Comparison between Linear and Reverse Linear K-Space Order with Partial Fourier Fractions for Modulation Transfer Function in Dynamic Contrast-Enhanced Magnetic Resonance Imaging: A Simulation Study

Abstract

Objective: To assess how the modulation transfer function (MTF) was influenced by the k-space trajectory with partial Fourier fractions in dynamic contrast-enhanced magnetic resonance imaging (DCE-MRI), calculating MTF using computer simulations. Methods: Reference data for signal intensity were acquired using breast model at different concentrations and used to create a digital phantom. Frequency images were created by fast Fourier transform, divided into parts, and a new image formed by taking one part from each. The MTFs were then calculated. Three linear signal intensity slope models (low, medium, and high) and three exponential curve models (slow, medium, and rapid) were created using the reference data.

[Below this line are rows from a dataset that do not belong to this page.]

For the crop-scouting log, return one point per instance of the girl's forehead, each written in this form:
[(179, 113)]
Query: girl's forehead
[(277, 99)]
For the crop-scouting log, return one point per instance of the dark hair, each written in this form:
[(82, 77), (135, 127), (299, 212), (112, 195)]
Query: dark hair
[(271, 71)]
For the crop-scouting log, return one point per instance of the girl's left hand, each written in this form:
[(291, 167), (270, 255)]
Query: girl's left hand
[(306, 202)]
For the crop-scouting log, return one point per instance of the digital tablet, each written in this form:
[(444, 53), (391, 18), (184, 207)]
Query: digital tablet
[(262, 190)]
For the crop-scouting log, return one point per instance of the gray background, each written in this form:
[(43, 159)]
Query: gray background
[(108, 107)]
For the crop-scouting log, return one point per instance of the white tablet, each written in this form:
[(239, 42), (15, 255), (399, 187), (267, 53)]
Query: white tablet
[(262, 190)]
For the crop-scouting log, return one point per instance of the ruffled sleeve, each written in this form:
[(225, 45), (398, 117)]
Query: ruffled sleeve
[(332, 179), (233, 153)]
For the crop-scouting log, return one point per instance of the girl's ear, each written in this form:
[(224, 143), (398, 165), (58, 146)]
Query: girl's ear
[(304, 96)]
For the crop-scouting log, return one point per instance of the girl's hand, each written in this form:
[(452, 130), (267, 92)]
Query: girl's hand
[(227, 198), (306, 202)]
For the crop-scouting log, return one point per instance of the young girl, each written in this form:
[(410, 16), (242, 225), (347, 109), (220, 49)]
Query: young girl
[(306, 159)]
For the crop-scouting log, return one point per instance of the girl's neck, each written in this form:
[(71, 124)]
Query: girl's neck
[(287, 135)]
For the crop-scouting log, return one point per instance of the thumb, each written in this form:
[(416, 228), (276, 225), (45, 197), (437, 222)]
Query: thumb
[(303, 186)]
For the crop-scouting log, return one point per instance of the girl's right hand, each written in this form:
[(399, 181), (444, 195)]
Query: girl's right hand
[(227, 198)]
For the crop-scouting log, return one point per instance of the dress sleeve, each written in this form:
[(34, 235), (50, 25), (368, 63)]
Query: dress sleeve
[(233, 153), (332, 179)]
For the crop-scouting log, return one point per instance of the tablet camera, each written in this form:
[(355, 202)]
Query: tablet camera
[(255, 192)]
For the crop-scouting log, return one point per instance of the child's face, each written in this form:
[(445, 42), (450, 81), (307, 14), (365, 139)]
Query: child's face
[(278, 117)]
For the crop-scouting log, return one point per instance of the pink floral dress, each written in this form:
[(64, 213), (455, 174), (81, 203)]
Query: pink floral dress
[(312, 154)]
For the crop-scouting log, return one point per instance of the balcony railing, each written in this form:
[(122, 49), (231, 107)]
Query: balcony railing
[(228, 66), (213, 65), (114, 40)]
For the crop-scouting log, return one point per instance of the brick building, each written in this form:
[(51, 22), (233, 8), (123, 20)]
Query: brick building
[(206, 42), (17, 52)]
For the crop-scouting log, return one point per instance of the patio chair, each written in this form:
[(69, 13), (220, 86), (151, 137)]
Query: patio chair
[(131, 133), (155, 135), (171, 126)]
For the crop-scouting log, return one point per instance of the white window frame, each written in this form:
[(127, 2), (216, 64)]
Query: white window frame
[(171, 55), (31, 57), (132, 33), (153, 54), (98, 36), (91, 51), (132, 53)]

Results: The smaller the partial Fourier fraction used, the faster the decline in MTF. The MTF of the three linear slope models showed that the higher gradient of the slope used, the more rapid was the decline in MTF. The MTF of all three exponential curve models were more gradually decreasing than all three linear slope models. Conclusion: The MTF was influenced by the k-space trajectory with partial Fourier fractions in DCE-MRI using computer simulations. The reverse linear order was found to be less influenced than the linear order by the partial Fourier fraction.